The fact that defendants may have developed the products or hatched the marketing plans in New York is not determinative. The phrase "deceptive acts or practices" under the statute "is not the mere invention of a scheme or marketing strategy" but the actual misrepresentation or omission to the consumer. Goshen, 98 N.Y. 2d at 325. Thus, where the plaintiff in Goshen conceded that he received the deceptive information in Florida, purchased his policy and paid his premiums in Florida through a Florida insurance agent, the court held: "Plainly, for purposes of section 349, any deception took place in Florida, not New York." The same is true here. Plaintiff here alleges he "purchased Hydroxycut Hardcore Liquid Caplets for use as fat burners in or around March 2007 from the Wal-Mart retail store in Lansing, Michigan" and further alleges that the deceptive information he read was on the product's packaging.
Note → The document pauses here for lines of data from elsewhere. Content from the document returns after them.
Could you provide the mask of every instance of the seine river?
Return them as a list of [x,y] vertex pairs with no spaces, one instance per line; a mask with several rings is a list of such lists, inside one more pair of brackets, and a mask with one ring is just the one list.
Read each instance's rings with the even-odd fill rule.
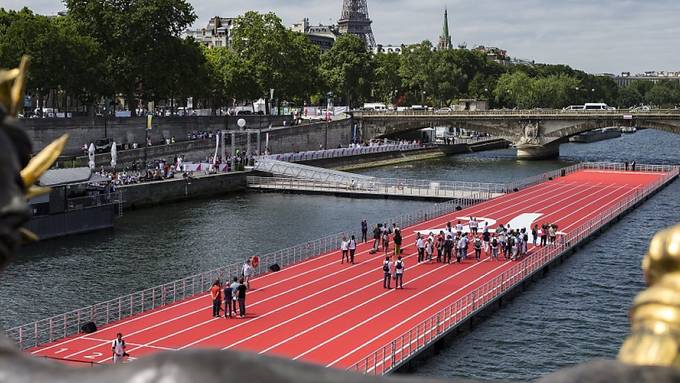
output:
[[[579,161],[680,163],[680,135],[641,131],[565,144],[559,161],[511,150],[362,171],[387,177],[502,182]],[[239,194],[126,212],[115,230],[31,246],[0,277],[0,324],[12,327],[428,206],[428,202]],[[627,215],[473,331],[418,367],[440,378],[530,380],[612,358],[643,288],[651,236],[680,222],[680,182]]]

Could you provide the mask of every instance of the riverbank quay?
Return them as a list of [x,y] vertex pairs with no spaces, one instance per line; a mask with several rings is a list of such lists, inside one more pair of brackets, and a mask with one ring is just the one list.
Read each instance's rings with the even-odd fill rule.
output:
[[200,175],[119,186],[125,209],[163,205],[246,190],[250,171]]
[[[622,209],[641,202],[653,190],[677,176],[676,168],[669,167],[668,172],[664,172],[664,168],[654,171],[655,168],[650,167],[633,173],[619,170],[617,166],[622,169],[620,164],[572,167],[564,176],[561,172],[551,173],[546,175],[546,182],[523,187],[518,192],[475,206],[463,206],[464,210],[459,212],[451,204],[446,205],[451,209],[448,211],[443,208],[439,211],[428,210],[395,220],[403,228],[404,244],[407,246],[403,255],[406,262],[404,281],[407,284],[403,291],[382,289],[381,259],[384,258],[382,254],[369,255],[369,244],[360,245],[357,265],[347,267],[337,262],[340,259],[339,253],[327,249],[331,243],[337,246],[339,239],[335,237],[325,242],[313,241],[271,256],[263,256],[258,266],[261,276],[252,282],[255,290],[249,294],[250,311],[245,320],[209,319],[210,303],[204,293],[215,277],[228,277],[238,273],[239,264],[232,265],[231,269],[223,268],[212,274],[202,274],[202,277],[194,276],[155,290],[146,290],[145,298],[136,293],[107,304],[72,312],[68,319],[74,323],[69,323],[68,328],[75,327],[76,318],[83,321],[92,319],[91,314],[95,315],[95,322],[100,327],[102,323],[106,323],[107,314],[110,314],[109,322],[111,318],[118,320],[120,314],[116,310],[121,305],[123,318],[104,326],[97,333],[71,338],[68,342],[54,343],[49,350],[41,348],[44,351],[32,351],[37,351],[36,355],[49,356],[50,352],[56,353],[66,348],[53,356],[95,364],[106,363],[110,355],[108,348],[112,334],[121,330],[126,334],[127,342],[139,345],[133,351],[132,355],[135,357],[164,348],[237,348],[338,368],[352,367],[356,363],[366,365],[363,360],[368,357],[368,367],[364,372],[387,373],[392,371],[393,355],[397,358],[395,360],[401,361],[406,350],[422,351],[427,348],[424,345],[416,347],[415,340],[430,339],[430,335],[438,334],[434,330],[423,331],[422,328],[418,333],[416,326],[419,323],[429,319],[430,323],[442,324],[433,328],[444,331],[445,326],[456,323],[461,317],[474,311],[472,302],[483,305],[486,299],[493,298],[492,292],[503,293],[516,280],[532,273],[516,273],[514,268],[517,265],[531,265],[531,260],[537,259],[531,257],[539,254],[539,251],[548,251],[530,248],[526,263],[524,260],[498,262],[484,258],[479,263],[466,261],[462,265],[416,264],[412,244],[415,231],[440,228],[446,221],[457,217],[475,215],[505,223],[525,214],[538,212],[543,214],[539,222],[558,224],[560,230],[566,233],[563,243],[550,247],[561,251],[571,246],[571,243],[576,243],[579,235],[587,237],[594,233],[601,223],[610,222],[610,218],[614,219],[613,217],[624,211]],[[520,226],[513,224],[513,227]],[[321,255],[318,256],[319,254]],[[553,255],[555,254],[550,253],[551,257]],[[282,271],[265,272],[268,265],[279,261],[284,266]],[[294,264],[289,266],[290,263]],[[504,275],[507,279],[502,279]],[[201,280],[205,281],[204,285],[201,285]],[[507,283],[493,285],[494,289],[491,290],[482,288],[485,283],[493,280]],[[342,283],[342,289],[338,289],[338,283]],[[352,291],[352,294],[347,294],[347,291]],[[471,295],[473,292],[477,292],[477,295]],[[162,303],[161,296],[165,299]],[[461,299],[461,302],[466,302],[465,297],[470,304],[460,306],[460,309],[467,308],[469,311],[459,312],[454,304]],[[154,298],[155,306],[152,304]],[[165,305],[173,302],[171,306]],[[285,302],[285,307],[282,302]],[[447,311],[452,305],[453,309]],[[146,312],[154,307],[155,311]],[[406,307],[407,310],[404,311],[403,308]],[[130,315],[136,316],[126,319],[127,310],[131,311]],[[447,312],[449,316],[442,315],[441,322],[433,319],[436,314]],[[65,327],[59,322],[62,319],[55,317],[53,320],[52,328],[58,329],[55,336],[61,335],[61,329]],[[35,328],[39,329],[36,332],[41,336],[49,336],[45,330],[50,328],[49,321],[27,325],[23,333],[28,347],[31,347],[29,337]],[[404,335],[407,329],[413,330],[411,340],[397,344],[394,348],[387,348],[387,353],[382,354],[390,358],[387,362],[381,360],[381,355],[375,358],[375,364],[370,362],[375,352],[382,352],[380,350],[386,344],[391,346],[394,339]],[[16,333],[15,331],[14,334]],[[44,342],[45,339],[41,341]],[[407,344],[411,349],[406,348]],[[396,351],[393,354],[390,350]],[[309,352],[304,354],[307,351]],[[85,358],[97,353],[103,356]],[[339,360],[345,354],[348,356]],[[335,362],[336,360],[339,361]]]

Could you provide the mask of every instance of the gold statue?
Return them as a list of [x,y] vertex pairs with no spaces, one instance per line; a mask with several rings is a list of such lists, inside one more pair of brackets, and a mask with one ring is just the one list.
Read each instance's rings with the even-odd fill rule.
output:
[[[9,117],[16,117],[21,108],[24,96],[24,89],[26,88],[26,75],[28,69],[28,57],[21,58],[21,63],[18,68],[10,70],[0,69],[0,108]],[[47,145],[36,156],[31,158],[30,162],[24,169],[21,170],[21,179],[27,198],[36,195],[44,194],[49,191],[48,188],[37,187],[34,183],[43,175],[57,160],[68,135],[64,134],[51,144]],[[27,240],[36,239],[35,234],[26,229],[22,229],[22,235]]]
[[619,360],[680,368],[680,225],[654,236],[642,269],[649,288],[635,298]]

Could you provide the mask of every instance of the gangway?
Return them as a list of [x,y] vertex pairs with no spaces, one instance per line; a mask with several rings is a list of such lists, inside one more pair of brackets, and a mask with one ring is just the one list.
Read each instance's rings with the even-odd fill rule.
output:
[[339,170],[317,168],[298,163],[278,161],[269,158],[258,158],[253,170],[271,173],[278,177],[290,177],[302,180],[332,182],[335,184],[353,185],[360,181],[368,182],[374,177]]

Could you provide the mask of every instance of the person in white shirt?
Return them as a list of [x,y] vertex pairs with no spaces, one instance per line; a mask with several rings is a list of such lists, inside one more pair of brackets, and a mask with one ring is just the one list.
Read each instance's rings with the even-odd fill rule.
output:
[[417,234],[416,248],[418,249],[418,263],[425,260],[425,241],[420,233]]
[[243,264],[243,283],[250,290],[250,279],[255,275],[255,269],[250,265],[250,258]]
[[125,341],[123,340],[123,334],[116,334],[116,339],[113,340],[111,344],[111,351],[113,352],[113,363],[121,363],[123,357],[127,356],[125,352]]
[[354,236],[347,243],[347,249],[349,249],[349,262],[354,264],[354,253],[357,251],[357,240]]
[[463,224],[460,223],[460,221],[458,221],[458,223],[456,224],[456,234],[460,236],[461,233],[463,233]]
[[401,259],[401,255],[397,257],[397,261],[394,263],[394,288],[404,289],[404,261]]
[[342,242],[340,242],[340,251],[342,252],[342,261],[340,263],[345,263],[345,258],[347,258],[347,262],[349,263],[349,242],[347,241],[347,237],[342,237]]

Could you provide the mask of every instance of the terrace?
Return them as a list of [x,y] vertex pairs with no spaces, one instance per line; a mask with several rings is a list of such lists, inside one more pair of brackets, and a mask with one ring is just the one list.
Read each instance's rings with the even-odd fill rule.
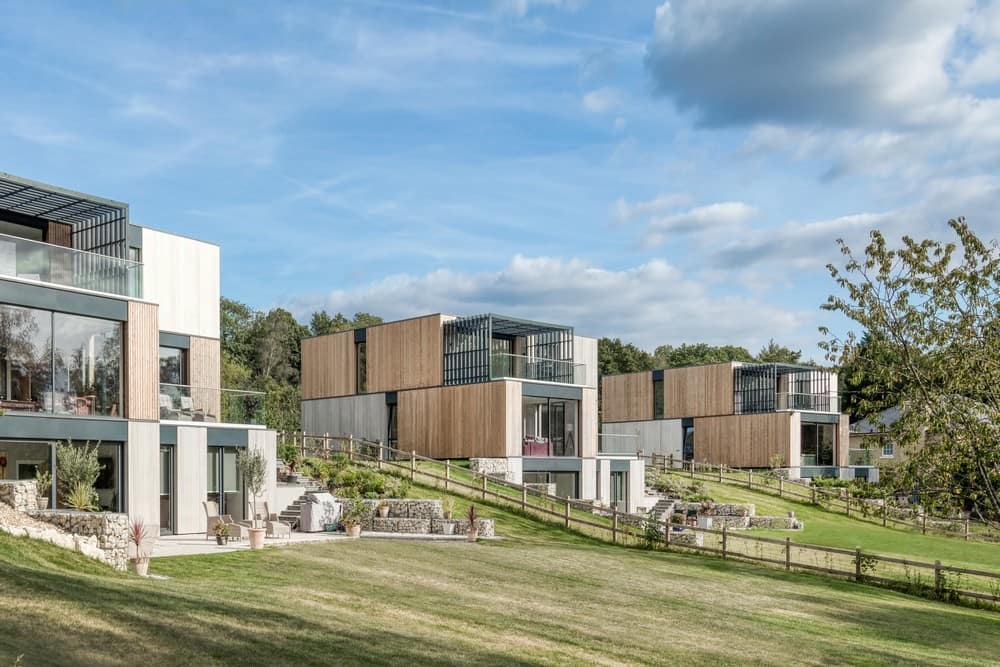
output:
[[832,373],[813,366],[740,364],[733,370],[735,413],[839,412],[832,378]]

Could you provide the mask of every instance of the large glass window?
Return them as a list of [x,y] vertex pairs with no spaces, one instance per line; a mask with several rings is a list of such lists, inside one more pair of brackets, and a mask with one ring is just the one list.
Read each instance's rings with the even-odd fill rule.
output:
[[243,520],[243,479],[236,465],[236,447],[208,448],[208,500],[219,504],[220,514]]
[[187,350],[179,347],[160,347],[160,382],[187,384]]
[[663,419],[663,380],[653,380],[653,419]]
[[577,478],[575,472],[525,472],[522,479],[525,484],[552,484],[553,495],[560,498],[578,498]]
[[[7,463],[5,466],[0,465],[0,479],[34,479],[41,471],[52,472],[55,476],[58,461],[56,466],[52,465],[52,445],[49,441],[0,442],[0,462]],[[122,509],[121,444],[98,444],[97,461],[101,465],[100,474],[94,483],[97,504],[101,510],[119,512]],[[58,482],[53,480],[55,488],[51,493],[55,495],[57,507],[62,506],[63,501],[63,494],[58,486]]]
[[49,412],[52,313],[0,305],[0,408]]
[[836,444],[836,431],[833,424],[803,424],[802,425],[802,460],[803,466],[832,466],[833,452]]
[[577,456],[579,401],[525,396],[521,415],[524,456]]
[[368,345],[366,343],[354,344],[354,365],[358,393],[364,394],[368,391]]
[[118,416],[121,323],[56,313],[52,327],[54,412]]

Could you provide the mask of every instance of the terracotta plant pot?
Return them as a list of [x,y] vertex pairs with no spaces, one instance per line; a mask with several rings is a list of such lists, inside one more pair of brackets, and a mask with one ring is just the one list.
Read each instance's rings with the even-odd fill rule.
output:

FAC ¶ 35, 39.

Contrary to Plaintiff's suggestion here, the assertion that the same acts or practices may have also deceived some unnamed, theoretical consumers in New York is not enough. Goshen, 98 N.Y. 2d at 326 (dismissing the claims of parties who alleged to have been deceived by purchasing the offending material in other states, while denying dismissal as to the New York plaintiffs--even where the defendant was alleged to have conceived and orchestrated the allegedly deceptive plan in New York prior to dissemination to potential consumers).

Accordingly, since Plaintiff has not alleged that the transaction in which he claims he was deceived occurred in New York, Count V in his complaint for violation of New York General Business Law § 349 must be dismissed. While the Court will grant Plaintiff leave to amend as to Count V if he is able to do so, the Court notes that Plaintiff has already alleged he purchased the Hydroxycut Hardcore Liquid Caplets, the product about which he claims to have been deceived by statements on the product's packaging, in Lansing, Michigan. FAC ¶ 39. Therefore, the Court cautions Plaintiff about amending Count V if there is no basis to do so following the Court's holding herein.


Defendant's Motion to Dismiss is GRANTED in part and DENIED in part as stated above. As to Count IV, the Court holds Plaintiff has alleged facts sufficient to state a claim for breach of warranty under New York law and the Motion to Dismiss is DENIED. As to Count V, the Court holds Plaintiff has failed to state a claim under New York General Business Law § 349 and the Motion to Dismiss Count V is GRANTED without prejudice. The Plaintiff shall have 21 days from the entry of this order to file any amended complaint correcting the deficiency in Count V.

The Court believes that motions for summary judgment are more appropriate than any additional motions to dismiss any subsequent amended complaint filed pursuant to this order.